Notes Victoria Maud Burrows was admitted to Barnardo's care on December 11, 1901. Her younger sister, Rose Agnes Burrows (born June 18, 1899, Orpington, Kent) had been admitted on November 29, 1901, under a Magistrate's Order because Rose's mother Alice Burrows (daughter of William and Jemima Jeal Burrows), 22, was serving a two-month term in Holloway Prison doing hard labor for deserting Rose outside the church in St. Mary Cray. Victoria had been left by her mother, Alice, in the care of another woman who had taken her to the Guardians of Lambeth Workhouse. When Barnardo's took charge of the younger sister Rose they also arranged for Victoria to be admitted to their care. After her release from prison, Alice lived in a Salvation Army House in Hackney, London. Alice was not married at the time of the births of her daughters. (Possible fathers suggested: Mr. Green to Rose Agnes and Walter Turner to Victoria.)
There were several relatives of Alice mentioned in the girls' admission, including her father William, brothers Harry, George and William; sisters Eliza, Emma, Annie and Mary. Alice's mother had died
several years earlier.
In 1901, Victoria Maud Burrows, 3 years of age, was shown as an inmate in Bromley Union Workhouse, Farnborough, Kent, England, along with her sister, Rose Agnes Burrows, 1; and her mother, Alice Maud Burrows, 22. (Source: 1901 Census of England; Class: RG13; Piece: 692; Folio: 87; Page: 23.)
In February, 1902, Victoria was at a Salvation Army Home in Hackney in East London. The two girls were not kept together but were re-united and introduced to each other before boarding Dominion.
In 1907, Victoria Maud Burrows, 9 (along with her sister, Rose Agnes Burrows, 8), arrived at Quebec, Canada, with a group of 243 Barnardo children en route to Toronto, Ontario, Canada. (NOTE: Both girls stayed in Ontario.)

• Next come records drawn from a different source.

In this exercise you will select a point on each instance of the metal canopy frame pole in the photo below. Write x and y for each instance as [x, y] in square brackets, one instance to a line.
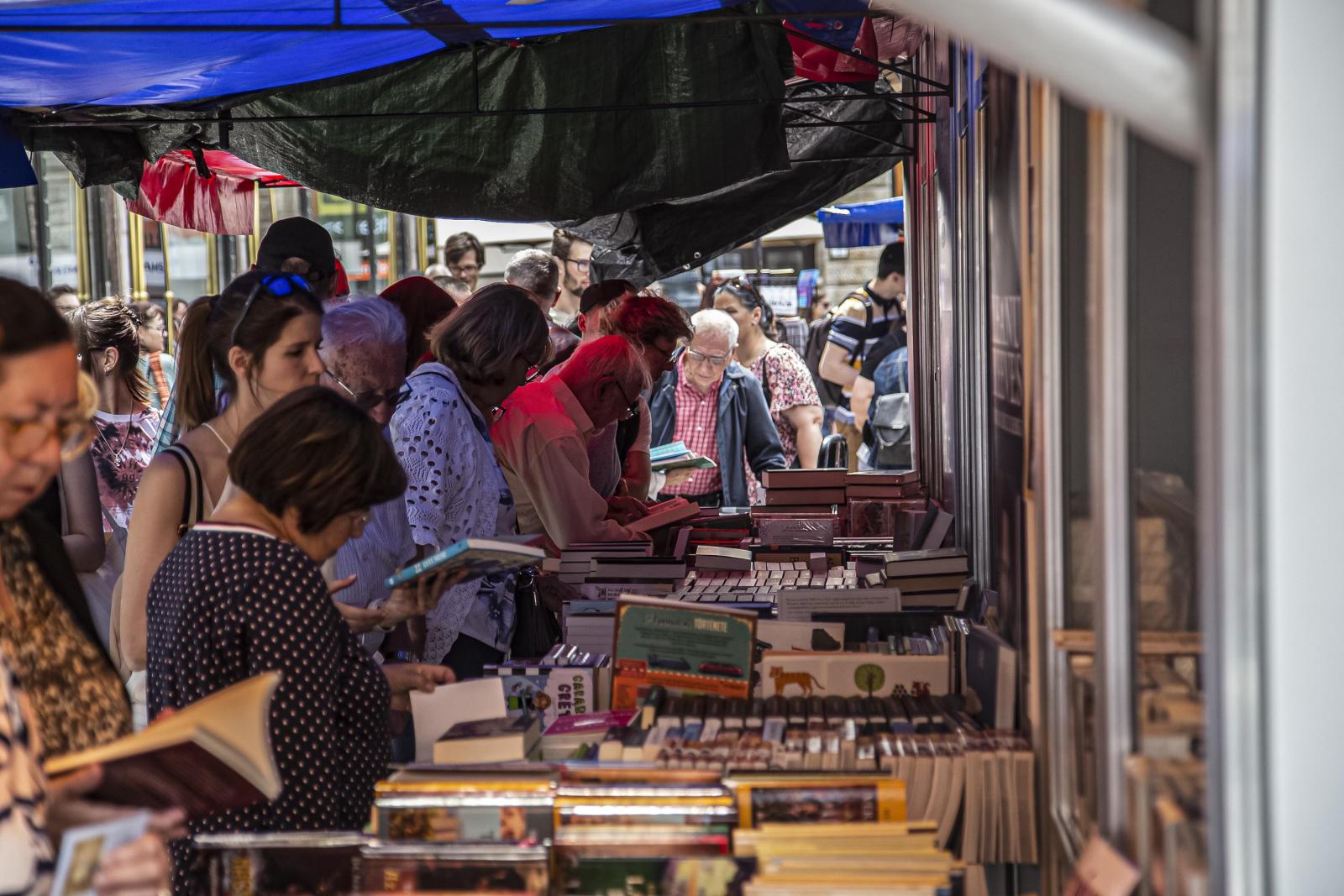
[1231, 453]
[1110, 465]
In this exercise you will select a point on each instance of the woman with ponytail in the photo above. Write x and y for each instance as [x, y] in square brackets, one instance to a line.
[260, 338]
[108, 344]
[790, 391]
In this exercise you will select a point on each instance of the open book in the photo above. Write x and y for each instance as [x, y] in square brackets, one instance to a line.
[676, 456]
[483, 557]
[205, 758]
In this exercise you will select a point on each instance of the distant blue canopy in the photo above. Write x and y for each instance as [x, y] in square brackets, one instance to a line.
[874, 223]
[165, 51]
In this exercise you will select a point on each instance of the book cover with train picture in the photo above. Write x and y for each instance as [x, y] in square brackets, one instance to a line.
[685, 647]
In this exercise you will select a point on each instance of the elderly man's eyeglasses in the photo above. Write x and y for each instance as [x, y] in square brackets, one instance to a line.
[276, 285]
[369, 401]
[631, 407]
[716, 360]
[24, 437]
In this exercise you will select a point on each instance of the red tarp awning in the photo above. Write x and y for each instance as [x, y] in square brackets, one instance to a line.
[171, 191]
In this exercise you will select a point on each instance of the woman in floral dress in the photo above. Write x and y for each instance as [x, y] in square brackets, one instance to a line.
[108, 340]
[790, 391]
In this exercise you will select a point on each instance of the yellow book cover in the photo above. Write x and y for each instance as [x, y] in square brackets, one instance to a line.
[817, 799]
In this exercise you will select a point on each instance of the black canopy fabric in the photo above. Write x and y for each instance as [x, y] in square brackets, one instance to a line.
[503, 132]
[665, 144]
[658, 239]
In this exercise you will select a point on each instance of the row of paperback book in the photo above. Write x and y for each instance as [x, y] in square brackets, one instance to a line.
[585, 829]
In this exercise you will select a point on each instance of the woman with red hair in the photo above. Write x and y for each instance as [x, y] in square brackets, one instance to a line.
[423, 302]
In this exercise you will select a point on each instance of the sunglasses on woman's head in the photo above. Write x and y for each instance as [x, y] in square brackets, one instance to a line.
[276, 285]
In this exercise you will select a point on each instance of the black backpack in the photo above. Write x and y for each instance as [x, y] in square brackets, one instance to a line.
[819, 333]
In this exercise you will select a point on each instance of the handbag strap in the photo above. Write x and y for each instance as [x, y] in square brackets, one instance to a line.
[194, 493]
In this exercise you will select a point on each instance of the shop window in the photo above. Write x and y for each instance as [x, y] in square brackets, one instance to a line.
[18, 235]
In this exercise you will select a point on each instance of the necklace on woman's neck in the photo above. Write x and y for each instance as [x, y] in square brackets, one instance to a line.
[234, 427]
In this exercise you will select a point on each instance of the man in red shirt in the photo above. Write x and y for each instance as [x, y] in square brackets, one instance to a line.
[717, 407]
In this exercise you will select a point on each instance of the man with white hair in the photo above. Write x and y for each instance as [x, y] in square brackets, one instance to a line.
[717, 407]
[365, 352]
[539, 273]
[541, 443]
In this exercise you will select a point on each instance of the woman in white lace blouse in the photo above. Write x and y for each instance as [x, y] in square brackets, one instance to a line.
[483, 352]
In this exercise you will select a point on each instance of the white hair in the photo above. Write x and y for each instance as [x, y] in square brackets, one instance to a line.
[534, 270]
[365, 324]
[716, 322]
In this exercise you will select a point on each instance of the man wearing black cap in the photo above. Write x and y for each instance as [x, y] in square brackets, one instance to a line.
[300, 246]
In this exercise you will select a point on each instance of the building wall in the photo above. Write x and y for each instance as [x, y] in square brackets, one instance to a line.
[859, 265]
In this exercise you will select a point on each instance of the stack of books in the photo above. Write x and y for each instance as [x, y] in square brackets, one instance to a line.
[804, 490]
[885, 504]
[589, 625]
[449, 829]
[850, 857]
[882, 485]
[558, 685]
[643, 833]
[578, 738]
[575, 563]
[931, 579]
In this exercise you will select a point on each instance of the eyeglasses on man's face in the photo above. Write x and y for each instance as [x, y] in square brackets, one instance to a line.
[582, 264]
[369, 401]
[24, 437]
[712, 360]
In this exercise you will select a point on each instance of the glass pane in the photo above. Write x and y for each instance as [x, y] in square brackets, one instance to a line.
[18, 249]
[1167, 705]
[360, 234]
[188, 265]
[155, 265]
[62, 226]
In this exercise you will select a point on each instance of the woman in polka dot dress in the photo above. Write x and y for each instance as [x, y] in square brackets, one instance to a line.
[242, 594]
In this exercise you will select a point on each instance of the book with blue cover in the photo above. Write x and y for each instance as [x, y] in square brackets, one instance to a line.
[483, 557]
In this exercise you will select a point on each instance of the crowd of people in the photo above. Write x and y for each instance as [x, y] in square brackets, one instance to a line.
[172, 523]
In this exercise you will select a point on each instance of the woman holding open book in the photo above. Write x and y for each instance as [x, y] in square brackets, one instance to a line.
[242, 593]
[71, 696]
[483, 352]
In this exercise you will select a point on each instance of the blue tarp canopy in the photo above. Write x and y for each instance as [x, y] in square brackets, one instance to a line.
[874, 223]
[134, 53]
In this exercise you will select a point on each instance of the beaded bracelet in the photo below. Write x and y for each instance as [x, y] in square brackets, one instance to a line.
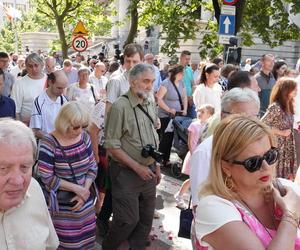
[291, 217]
[291, 222]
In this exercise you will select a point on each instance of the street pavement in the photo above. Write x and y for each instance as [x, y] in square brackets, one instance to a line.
[164, 231]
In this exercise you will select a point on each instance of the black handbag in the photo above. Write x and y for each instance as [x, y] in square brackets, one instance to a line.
[185, 223]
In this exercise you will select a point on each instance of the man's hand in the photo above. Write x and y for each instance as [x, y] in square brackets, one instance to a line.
[158, 174]
[190, 101]
[145, 173]
[82, 192]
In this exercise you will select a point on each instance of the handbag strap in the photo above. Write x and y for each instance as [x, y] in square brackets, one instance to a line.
[65, 157]
[179, 96]
[190, 202]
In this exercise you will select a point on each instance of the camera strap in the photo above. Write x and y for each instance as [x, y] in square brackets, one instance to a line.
[179, 96]
[137, 123]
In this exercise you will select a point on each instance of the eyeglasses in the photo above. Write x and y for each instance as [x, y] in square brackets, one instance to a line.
[78, 127]
[254, 163]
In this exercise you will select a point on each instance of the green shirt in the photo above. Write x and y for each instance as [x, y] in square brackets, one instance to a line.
[188, 79]
[121, 129]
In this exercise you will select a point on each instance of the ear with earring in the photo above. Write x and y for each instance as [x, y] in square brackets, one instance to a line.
[229, 182]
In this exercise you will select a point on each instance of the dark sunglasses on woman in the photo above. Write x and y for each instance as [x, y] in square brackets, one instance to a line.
[254, 163]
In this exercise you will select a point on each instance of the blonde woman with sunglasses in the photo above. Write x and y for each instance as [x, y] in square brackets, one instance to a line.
[68, 169]
[240, 208]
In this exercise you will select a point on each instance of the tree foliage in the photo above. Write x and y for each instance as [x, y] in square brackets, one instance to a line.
[30, 21]
[179, 21]
[66, 13]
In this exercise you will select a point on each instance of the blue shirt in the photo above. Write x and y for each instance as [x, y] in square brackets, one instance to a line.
[188, 78]
[7, 107]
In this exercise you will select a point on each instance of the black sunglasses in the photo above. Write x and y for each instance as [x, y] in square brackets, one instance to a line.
[254, 163]
[78, 127]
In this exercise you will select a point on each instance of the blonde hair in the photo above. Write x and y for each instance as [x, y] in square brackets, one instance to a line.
[71, 114]
[210, 108]
[231, 137]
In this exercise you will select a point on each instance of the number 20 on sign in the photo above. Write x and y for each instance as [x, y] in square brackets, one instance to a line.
[79, 43]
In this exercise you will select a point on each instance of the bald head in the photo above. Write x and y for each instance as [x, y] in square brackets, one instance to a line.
[100, 69]
[57, 82]
[149, 58]
[49, 64]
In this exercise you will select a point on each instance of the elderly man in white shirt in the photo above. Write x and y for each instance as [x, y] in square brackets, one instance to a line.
[26, 89]
[25, 222]
[47, 105]
[235, 101]
[119, 85]
[297, 122]
[98, 79]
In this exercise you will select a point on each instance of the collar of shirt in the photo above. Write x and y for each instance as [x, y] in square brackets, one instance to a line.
[27, 195]
[266, 76]
[134, 101]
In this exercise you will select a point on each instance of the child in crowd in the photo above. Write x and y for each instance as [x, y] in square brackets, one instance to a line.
[195, 131]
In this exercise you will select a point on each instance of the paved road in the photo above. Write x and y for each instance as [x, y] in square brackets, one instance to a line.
[165, 229]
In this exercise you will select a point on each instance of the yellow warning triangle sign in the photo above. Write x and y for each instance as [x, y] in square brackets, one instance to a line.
[80, 29]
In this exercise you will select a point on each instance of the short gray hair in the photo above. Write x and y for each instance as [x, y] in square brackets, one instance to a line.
[15, 133]
[239, 95]
[82, 69]
[35, 58]
[139, 69]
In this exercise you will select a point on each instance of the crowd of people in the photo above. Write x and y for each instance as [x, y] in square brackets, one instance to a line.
[96, 133]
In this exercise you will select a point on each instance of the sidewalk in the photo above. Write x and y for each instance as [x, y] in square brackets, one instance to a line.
[164, 230]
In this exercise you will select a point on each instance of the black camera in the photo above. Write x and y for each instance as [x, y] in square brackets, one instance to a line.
[150, 150]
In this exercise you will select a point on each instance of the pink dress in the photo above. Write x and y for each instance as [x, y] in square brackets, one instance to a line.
[196, 128]
[256, 227]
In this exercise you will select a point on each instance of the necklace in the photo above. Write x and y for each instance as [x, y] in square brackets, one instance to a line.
[252, 212]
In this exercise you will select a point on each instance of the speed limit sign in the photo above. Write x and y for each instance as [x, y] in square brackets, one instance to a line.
[79, 43]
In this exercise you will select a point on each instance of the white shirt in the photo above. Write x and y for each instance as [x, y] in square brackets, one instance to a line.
[100, 84]
[44, 112]
[200, 167]
[214, 212]
[15, 70]
[206, 95]
[97, 118]
[297, 104]
[29, 225]
[75, 93]
[24, 91]
[118, 72]
[116, 87]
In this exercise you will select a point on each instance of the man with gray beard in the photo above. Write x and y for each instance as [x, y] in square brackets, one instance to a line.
[130, 126]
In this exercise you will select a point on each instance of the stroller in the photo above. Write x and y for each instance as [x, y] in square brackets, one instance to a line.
[180, 143]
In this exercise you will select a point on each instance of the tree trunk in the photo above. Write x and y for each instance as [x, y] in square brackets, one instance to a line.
[240, 7]
[217, 9]
[62, 37]
[133, 24]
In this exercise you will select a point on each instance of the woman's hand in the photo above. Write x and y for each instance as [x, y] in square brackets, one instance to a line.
[82, 192]
[172, 111]
[285, 132]
[290, 202]
[79, 203]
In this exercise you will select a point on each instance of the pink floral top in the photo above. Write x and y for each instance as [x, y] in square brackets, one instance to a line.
[256, 227]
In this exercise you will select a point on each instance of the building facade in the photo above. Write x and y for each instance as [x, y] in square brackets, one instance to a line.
[7, 6]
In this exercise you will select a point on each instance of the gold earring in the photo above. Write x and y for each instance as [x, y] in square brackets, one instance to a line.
[229, 182]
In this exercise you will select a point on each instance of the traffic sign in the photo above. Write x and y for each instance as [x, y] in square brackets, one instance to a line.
[227, 25]
[230, 2]
[80, 30]
[223, 39]
[228, 10]
[79, 43]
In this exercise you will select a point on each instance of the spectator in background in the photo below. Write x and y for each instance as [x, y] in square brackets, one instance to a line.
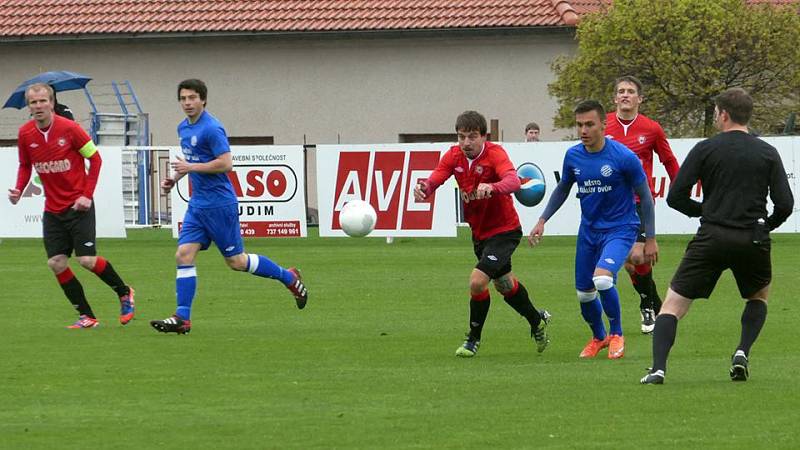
[532, 132]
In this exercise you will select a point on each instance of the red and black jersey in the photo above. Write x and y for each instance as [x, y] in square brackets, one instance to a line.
[58, 155]
[644, 136]
[489, 216]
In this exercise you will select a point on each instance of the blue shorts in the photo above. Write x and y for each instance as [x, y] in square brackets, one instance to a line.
[605, 249]
[221, 225]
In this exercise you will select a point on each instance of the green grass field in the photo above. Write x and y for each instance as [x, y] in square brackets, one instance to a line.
[370, 362]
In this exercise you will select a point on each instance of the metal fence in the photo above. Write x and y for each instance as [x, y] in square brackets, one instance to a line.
[143, 169]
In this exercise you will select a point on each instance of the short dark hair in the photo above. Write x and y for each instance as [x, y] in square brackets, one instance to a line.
[195, 85]
[591, 105]
[737, 103]
[532, 126]
[41, 87]
[471, 121]
[630, 79]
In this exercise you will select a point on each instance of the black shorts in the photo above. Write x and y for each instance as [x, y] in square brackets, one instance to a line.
[494, 253]
[640, 236]
[68, 231]
[715, 248]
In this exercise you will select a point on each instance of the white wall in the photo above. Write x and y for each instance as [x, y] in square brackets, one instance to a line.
[352, 90]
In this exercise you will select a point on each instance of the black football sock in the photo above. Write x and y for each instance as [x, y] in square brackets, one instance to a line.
[74, 292]
[106, 272]
[478, 310]
[753, 318]
[522, 304]
[663, 338]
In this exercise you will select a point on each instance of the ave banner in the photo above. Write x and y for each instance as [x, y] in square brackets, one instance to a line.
[269, 182]
[384, 176]
[25, 218]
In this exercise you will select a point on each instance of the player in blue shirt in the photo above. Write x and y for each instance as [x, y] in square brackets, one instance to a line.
[213, 213]
[607, 174]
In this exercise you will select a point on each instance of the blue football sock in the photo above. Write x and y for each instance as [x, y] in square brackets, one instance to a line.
[185, 287]
[610, 299]
[264, 267]
[592, 313]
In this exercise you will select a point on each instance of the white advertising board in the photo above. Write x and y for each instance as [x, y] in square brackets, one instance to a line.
[269, 181]
[25, 218]
[384, 175]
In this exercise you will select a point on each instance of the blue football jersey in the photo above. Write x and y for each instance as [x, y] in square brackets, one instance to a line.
[606, 180]
[201, 142]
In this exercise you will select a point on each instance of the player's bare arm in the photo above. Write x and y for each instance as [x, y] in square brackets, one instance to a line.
[14, 196]
[651, 250]
[535, 236]
[420, 190]
[484, 190]
[82, 204]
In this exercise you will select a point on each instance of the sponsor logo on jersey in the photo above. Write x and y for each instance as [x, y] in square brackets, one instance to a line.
[62, 165]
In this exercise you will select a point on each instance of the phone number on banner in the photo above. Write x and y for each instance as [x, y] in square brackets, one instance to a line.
[289, 228]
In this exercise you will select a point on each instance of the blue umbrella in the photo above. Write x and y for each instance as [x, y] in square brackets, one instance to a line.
[60, 80]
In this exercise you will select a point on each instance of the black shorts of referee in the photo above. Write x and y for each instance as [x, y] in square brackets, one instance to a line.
[69, 231]
[716, 248]
[494, 253]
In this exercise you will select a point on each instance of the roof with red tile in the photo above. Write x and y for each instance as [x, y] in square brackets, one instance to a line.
[50, 18]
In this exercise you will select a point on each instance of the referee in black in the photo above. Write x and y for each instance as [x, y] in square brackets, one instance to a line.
[737, 172]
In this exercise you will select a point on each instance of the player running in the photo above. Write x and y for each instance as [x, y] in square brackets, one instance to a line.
[213, 213]
[644, 136]
[486, 178]
[607, 174]
[58, 148]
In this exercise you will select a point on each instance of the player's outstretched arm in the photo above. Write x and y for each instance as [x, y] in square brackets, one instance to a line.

The trip was memorialized by The Times, London, England, September 13, 1907; pg. 2; Issue 38437; col F:
DEPARTURE OF EMIGRANTS. --Dr. Barnardo's Homes, which for many years past have carried out a scheme of emigration of selected children to Canada and the Colonies, sent off from Paddington yesterday morning their fourth and last party for the current year; 135 of their boys and 100 girls left London for Liverpool, where they embarked in the afternoon on board the Dominion for Canada. Including these, 1,081 boys and girls have been sent forth by the homes in 1907, and their grand total of emigrants since the scheme was originated is now 19,276. Of these 98 percent. have done well. --- A party of emigrants who are being sent out by the Joint Emigration Committee of the East End Fund and Charity Organization Society left Euston on Wednesday evening for Liverpool to join the steamship Dominion, of the Dominion Line, for Canada. This brings the number of those who have been sent out by the committee this season up to more than 6,000, as compared with 3, 955 last year. The party are going out to join friends who have already settled in Canada. Mr. Robert Culver, the secretary of the committee, who has just returned from the Dominion, states that the families which he was able to visit were doing well and there were no complaints. An appeal is being made for further funds to enable the committee to send out a large number of people whose cases have been passed as suitable.
In 1911, Victoria Burrows, 15, was shown as a domestic to William H. and Margrett Latchford of Emily, Victoria-Haliburton, Ontario, Canada. Her date of birth is shown as May 1896 and her immigration year as 1912.